どこに行きたいか? 
      どうやってそこに行くか? 
      と自分を追い詰めるより、 
         自分はどこに立っているか? 
         を確認してみてはどうだろう。 
      すでに自分が立っているところだから、 
      この問いには必ず答えがある。 
         どこへ行きたいか、は、 
      どこに立っているかで変わってくる。 
         自分はいま、どこに立って、 
      どこからものを言っているのだろうか? 
         (山田ズーニー「おとなの小論文教室。 Lesson 299 立脚点」 
      http://www.1101.com/essay/2006-05-10.html) 
               自分はいまどこに立っているか? 
          その問いを発するということは、 
          意識を自分にむけるということでもある。 
          そして、答えや目的が先にあるのではなく、 
          自分を問うことがまずそこにあるということ。 
        山田ズーニーは、「どこに行きたいか?」 
          「どうやってそこに行くか?」を問うよりも、 
          「自分はどこに立っているか?」を問うほうが 
          やさしいような言い方をしているが、 
          おそらくそうではないだろう。 
          多くの人は、自分が今立っているところを知らない。 
        自分の立っているところというのを 
          ごくごく単純に役割や境遇のようなところとして考えるとすれば 
          比較的簡単なことかもしれないが、 
          それを自分の依って立つ認識の枠組みとしてとらえるならば話は違ってくるだろう。 

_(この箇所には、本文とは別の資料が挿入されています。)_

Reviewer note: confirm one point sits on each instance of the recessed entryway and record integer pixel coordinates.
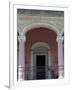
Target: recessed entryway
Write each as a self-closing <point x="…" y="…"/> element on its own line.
<point x="40" y="66"/>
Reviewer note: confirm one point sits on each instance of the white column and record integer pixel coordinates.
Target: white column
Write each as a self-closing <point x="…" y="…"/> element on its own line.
<point x="60" y="56"/>
<point x="21" y="66"/>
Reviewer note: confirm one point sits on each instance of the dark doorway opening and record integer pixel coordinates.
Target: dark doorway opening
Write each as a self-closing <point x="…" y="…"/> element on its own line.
<point x="40" y="66"/>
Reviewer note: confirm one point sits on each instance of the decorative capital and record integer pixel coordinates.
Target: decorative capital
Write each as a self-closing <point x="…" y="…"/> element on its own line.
<point x="59" y="38"/>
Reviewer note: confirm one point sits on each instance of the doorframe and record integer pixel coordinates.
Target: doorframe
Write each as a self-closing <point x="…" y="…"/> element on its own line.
<point x="48" y="60"/>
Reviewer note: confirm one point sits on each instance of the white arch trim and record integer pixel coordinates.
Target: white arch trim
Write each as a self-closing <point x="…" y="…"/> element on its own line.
<point x="37" y="25"/>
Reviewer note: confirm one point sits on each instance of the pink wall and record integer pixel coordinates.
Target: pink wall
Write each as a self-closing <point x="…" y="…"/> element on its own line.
<point x="41" y="35"/>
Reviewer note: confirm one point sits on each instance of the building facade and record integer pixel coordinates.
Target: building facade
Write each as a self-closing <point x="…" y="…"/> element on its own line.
<point x="40" y="45"/>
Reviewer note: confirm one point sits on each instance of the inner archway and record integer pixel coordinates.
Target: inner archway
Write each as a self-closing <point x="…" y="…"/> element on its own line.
<point x="40" y="61"/>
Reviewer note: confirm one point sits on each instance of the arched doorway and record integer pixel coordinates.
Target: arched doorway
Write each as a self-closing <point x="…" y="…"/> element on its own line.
<point x="40" y="61"/>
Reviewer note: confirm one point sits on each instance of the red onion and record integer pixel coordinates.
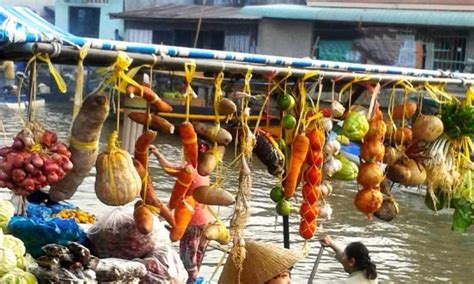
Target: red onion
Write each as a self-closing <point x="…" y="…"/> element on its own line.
<point x="4" y="151"/>
<point x="18" y="144"/>
<point x="28" y="184"/>
<point x="53" y="177"/>
<point x="18" y="175"/>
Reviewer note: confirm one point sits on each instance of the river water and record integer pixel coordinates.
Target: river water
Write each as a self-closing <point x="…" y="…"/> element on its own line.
<point x="418" y="246"/>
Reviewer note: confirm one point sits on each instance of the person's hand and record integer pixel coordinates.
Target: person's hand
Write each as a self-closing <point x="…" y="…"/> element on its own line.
<point x="326" y="241"/>
<point x="154" y="150"/>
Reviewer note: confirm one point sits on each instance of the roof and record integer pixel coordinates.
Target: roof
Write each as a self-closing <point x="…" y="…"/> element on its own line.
<point x="173" y="12"/>
<point x="364" y="15"/>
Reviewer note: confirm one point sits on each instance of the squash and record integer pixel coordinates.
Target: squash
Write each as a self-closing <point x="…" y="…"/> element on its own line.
<point x="117" y="181"/>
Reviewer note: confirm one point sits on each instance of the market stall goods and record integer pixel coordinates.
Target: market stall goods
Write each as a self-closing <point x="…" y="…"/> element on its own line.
<point x="84" y="148"/>
<point x="117" y="181"/>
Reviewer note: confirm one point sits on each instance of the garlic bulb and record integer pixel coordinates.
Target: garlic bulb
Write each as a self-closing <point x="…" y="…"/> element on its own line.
<point x="325" y="211"/>
<point x="337" y="109"/>
<point x="327" y="124"/>
<point x="332" y="147"/>
<point x="331" y="166"/>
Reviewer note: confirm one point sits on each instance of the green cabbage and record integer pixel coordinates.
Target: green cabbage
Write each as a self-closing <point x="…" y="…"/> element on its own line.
<point x="15" y="244"/>
<point x="18" y="276"/>
<point x="7" y="260"/>
<point x="355" y="126"/>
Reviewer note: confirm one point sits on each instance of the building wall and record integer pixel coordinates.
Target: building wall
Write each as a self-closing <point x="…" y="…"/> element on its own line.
<point x="107" y="25"/>
<point x="285" y="38"/>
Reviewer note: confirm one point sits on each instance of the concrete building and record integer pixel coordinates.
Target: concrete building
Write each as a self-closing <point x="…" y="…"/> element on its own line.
<point x="90" y="18"/>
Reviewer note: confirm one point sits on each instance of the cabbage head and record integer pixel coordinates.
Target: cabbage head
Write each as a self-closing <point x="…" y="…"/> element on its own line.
<point x="18" y="276"/>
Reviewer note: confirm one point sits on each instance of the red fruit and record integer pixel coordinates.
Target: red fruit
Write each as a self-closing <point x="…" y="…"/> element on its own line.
<point x="307" y="229"/>
<point x="308" y="211"/>
<point x="312" y="175"/>
<point x="311" y="193"/>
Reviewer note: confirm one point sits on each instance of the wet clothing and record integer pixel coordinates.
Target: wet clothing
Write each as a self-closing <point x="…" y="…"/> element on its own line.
<point x="191" y="249"/>
<point x="358" y="277"/>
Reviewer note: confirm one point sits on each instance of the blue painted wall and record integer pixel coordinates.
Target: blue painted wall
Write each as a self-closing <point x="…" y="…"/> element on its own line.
<point x="107" y="25"/>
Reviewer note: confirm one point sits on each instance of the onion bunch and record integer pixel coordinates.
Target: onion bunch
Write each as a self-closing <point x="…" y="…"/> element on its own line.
<point x="34" y="160"/>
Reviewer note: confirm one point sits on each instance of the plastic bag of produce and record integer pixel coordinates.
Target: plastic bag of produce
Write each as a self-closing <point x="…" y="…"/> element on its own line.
<point x="37" y="232"/>
<point x="348" y="171"/>
<point x="116" y="235"/>
<point x="6" y="213"/>
<point x="164" y="265"/>
<point x="355" y="126"/>
<point x="116" y="270"/>
<point x="18" y="276"/>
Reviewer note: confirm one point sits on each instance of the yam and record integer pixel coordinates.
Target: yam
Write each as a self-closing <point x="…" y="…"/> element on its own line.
<point x="84" y="147"/>
<point x="213" y="133"/>
<point x="208" y="161"/>
<point x="213" y="196"/>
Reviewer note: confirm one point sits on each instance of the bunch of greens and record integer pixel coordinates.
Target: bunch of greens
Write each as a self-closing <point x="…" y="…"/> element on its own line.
<point x="458" y="119"/>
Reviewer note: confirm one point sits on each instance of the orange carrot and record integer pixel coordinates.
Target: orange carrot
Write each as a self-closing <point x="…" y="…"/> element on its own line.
<point x="149" y="195"/>
<point x="183" y="215"/>
<point x="299" y="150"/>
<point x="150" y="96"/>
<point x="156" y="122"/>
<point x="142" y="144"/>
<point x="190" y="145"/>
<point x="181" y="186"/>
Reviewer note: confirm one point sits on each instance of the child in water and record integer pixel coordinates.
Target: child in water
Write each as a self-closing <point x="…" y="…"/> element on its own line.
<point x="356" y="261"/>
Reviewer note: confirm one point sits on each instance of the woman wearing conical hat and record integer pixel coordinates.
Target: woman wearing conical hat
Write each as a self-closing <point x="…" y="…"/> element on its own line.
<point x="264" y="263"/>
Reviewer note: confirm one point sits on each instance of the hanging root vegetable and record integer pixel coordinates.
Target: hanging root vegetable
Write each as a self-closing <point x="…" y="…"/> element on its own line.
<point x="156" y="122"/>
<point x="117" y="181"/>
<point x="190" y="144"/>
<point x="84" y="145"/>
<point x="143" y="218"/>
<point x="34" y="160"/>
<point x="309" y="209"/>
<point x="213" y="133"/>
<point x="142" y="144"/>
<point x="369" y="198"/>
<point x="181" y="186"/>
<point x="209" y="160"/>
<point x="213" y="196"/>
<point x="150" y="96"/>
<point x="149" y="196"/>
<point x="182" y="214"/>
<point x="268" y="152"/>
<point x="299" y="150"/>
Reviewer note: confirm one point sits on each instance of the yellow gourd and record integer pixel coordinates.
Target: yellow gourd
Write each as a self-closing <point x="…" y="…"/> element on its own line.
<point x="117" y="182"/>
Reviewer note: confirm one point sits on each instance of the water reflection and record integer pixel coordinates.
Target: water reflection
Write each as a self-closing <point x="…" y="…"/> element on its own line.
<point x="416" y="246"/>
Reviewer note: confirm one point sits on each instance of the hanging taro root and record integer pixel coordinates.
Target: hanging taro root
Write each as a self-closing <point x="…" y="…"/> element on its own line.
<point x="84" y="147"/>
<point x="369" y="198"/>
<point x="213" y="133"/>
<point x="309" y="209"/>
<point x="117" y="181"/>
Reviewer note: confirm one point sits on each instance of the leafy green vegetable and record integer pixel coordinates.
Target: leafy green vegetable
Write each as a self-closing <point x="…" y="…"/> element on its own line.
<point x="458" y="119"/>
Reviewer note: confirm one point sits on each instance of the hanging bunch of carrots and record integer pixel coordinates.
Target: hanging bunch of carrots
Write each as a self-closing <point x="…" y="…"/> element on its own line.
<point x="309" y="207"/>
<point x="369" y="198"/>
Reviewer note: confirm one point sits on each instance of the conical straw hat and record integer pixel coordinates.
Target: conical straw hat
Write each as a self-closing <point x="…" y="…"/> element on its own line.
<point x="263" y="261"/>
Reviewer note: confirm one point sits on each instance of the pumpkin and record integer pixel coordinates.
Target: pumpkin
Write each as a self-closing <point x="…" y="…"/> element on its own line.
<point x="117" y="182"/>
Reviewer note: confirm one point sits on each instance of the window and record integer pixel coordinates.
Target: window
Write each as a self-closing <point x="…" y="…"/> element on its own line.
<point x="84" y="21"/>
<point x="449" y="53"/>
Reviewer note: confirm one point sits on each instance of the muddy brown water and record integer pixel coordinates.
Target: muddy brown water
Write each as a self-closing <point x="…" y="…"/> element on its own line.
<point x="418" y="246"/>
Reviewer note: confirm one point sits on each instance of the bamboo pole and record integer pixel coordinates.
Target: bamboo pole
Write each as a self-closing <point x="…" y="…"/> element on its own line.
<point x="97" y="57"/>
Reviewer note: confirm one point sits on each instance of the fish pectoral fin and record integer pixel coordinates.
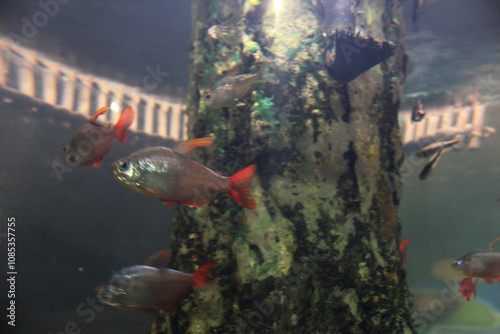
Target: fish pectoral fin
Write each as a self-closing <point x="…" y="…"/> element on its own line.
<point x="187" y="146"/>
<point x="169" y="202"/>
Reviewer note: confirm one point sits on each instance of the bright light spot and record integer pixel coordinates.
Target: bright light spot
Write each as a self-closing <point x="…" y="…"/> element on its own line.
<point x="277" y="5"/>
<point x="114" y="106"/>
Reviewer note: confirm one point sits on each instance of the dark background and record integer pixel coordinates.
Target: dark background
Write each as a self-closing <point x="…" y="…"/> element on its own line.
<point x="72" y="234"/>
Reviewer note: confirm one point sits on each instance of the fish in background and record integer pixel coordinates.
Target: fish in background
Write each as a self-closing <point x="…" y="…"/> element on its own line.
<point x="231" y="89"/>
<point x="434" y="150"/>
<point x="150" y="288"/>
<point x="482" y="263"/>
<point x="418" y="112"/>
<point x="92" y="141"/>
<point x="168" y="175"/>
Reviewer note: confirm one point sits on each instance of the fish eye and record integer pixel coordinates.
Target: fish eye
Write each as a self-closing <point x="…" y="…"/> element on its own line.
<point x="124" y="166"/>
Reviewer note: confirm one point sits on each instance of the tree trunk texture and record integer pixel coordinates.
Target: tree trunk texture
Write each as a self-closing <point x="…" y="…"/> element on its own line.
<point x="320" y="252"/>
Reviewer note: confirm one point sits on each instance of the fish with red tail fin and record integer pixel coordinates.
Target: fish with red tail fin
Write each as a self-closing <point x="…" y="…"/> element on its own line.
<point x="149" y="288"/>
<point x="483" y="263"/>
<point x="92" y="141"/>
<point x="168" y="175"/>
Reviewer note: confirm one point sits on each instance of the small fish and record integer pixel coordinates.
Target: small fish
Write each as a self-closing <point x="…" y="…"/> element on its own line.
<point x="430" y="165"/>
<point x="432" y="148"/>
<point x="402" y="248"/>
<point x="168" y="175"/>
<point x="149" y="288"/>
<point x="92" y="141"/>
<point x="418" y="112"/>
<point x="231" y="89"/>
<point x="228" y="32"/>
<point x="467" y="288"/>
<point x="483" y="263"/>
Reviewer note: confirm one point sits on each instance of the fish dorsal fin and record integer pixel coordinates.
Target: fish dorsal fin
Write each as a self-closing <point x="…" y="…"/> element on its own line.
<point x="101" y="111"/>
<point x="158" y="259"/>
<point x="491" y="244"/>
<point x="187" y="146"/>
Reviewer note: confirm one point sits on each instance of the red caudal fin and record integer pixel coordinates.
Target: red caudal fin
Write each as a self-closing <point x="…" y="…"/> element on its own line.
<point x="200" y="275"/>
<point x="240" y="182"/>
<point x="187" y="146"/>
<point x="125" y="121"/>
<point x="98" y="113"/>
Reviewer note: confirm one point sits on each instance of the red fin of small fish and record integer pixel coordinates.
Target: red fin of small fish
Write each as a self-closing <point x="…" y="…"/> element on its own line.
<point x="201" y="274"/>
<point x="102" y="110"/>
<point x="240" y="182"/>
<point x="97" y="162"/>
<point x="491" y="244"/>
<point x="188" y="146"/>
<point x="157" y="260"/>
<point x="402" y="247"/>
<point x="124" y="122"/>
<point x="488" y="280"/>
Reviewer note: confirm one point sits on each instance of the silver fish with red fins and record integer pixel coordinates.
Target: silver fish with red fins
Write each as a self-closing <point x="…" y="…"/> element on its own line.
<point x="168" y="175"/>
<point x="149" y="288"/>
<point x="483" y="263"/>
<point x="92" y="141"/>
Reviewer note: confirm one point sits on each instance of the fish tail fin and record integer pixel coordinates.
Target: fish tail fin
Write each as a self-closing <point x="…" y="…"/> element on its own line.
<point x="102" y="110"/>
<point x="201" y="275"/>
<point x="240" y="182"/>
<point x="124" y="122"/>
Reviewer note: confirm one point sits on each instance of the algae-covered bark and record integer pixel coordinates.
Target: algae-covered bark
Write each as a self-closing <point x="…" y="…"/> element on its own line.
<point x="320" y="253"/>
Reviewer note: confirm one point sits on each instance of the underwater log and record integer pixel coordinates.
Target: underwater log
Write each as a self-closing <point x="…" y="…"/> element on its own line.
<point x="319" y="253"/>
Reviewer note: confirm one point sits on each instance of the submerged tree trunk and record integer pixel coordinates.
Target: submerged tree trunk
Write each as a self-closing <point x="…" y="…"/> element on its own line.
<point x="320" y="252"/>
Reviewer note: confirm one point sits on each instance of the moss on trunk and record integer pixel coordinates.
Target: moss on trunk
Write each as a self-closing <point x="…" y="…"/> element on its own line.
<point x="320" y="253"/>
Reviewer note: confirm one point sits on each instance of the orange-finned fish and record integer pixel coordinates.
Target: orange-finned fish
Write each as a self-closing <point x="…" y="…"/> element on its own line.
<point x="150" y="288"/>
<point x="402" y="248"/>
<point x="483" y="263"/>
<point x="92" y="141"/>
<point x="467" y="288"/>
<point x="231" y="89"/>
<point x="168" y="175"/>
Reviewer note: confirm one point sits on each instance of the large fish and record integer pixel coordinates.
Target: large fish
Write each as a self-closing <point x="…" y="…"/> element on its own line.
<point x="149" y="288"/>
<point x="483" y="263"/>
<point x="92" y="141"/>
<point x="168" y="175"/>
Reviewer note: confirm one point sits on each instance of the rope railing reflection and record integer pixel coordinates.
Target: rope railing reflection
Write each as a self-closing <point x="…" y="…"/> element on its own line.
<point x="33" y="74"/>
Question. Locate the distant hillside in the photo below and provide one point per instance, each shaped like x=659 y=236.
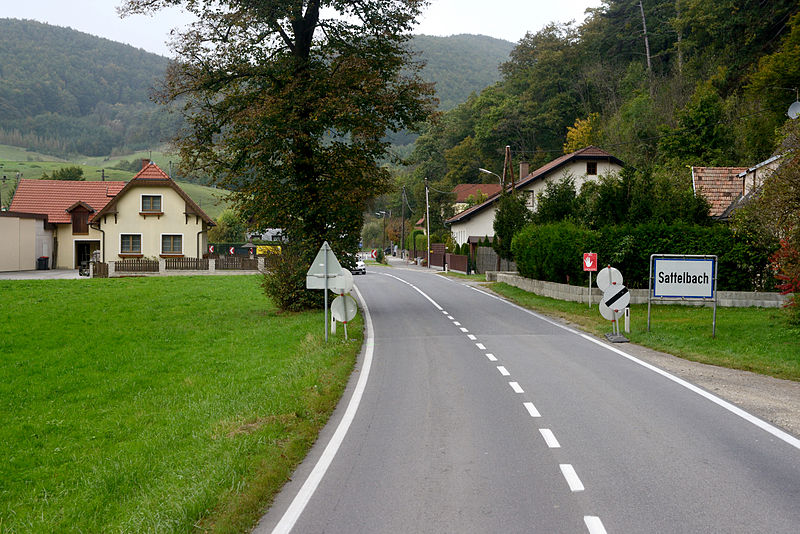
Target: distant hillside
x=461 y=64
x=68 y=93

          たとえば多くの人がそれと知らずに陥っている二項対立的な認識図式にしても、 
          そのことそのものをちゃんと見据えることはむずかしいはずだ。 
        そのむずかしさを避けようとして、紋切り型に近い形で 
          自分の依って立つところを見定めようとするならば、 
          その紋切り型が必然的に連れて行く場所はおのずと決まってくるだろうし、 
          多くの人は、宗教や自分の所属する組織や血縁や民族や 
          そうしたもので自分をその枠にはめて安心立命しようとするのだが、 
          それは結局のところ、「自分はどこに立っているか?」という問いを 
          巧妙に避けることで成立するものだということを知っておく必要がある。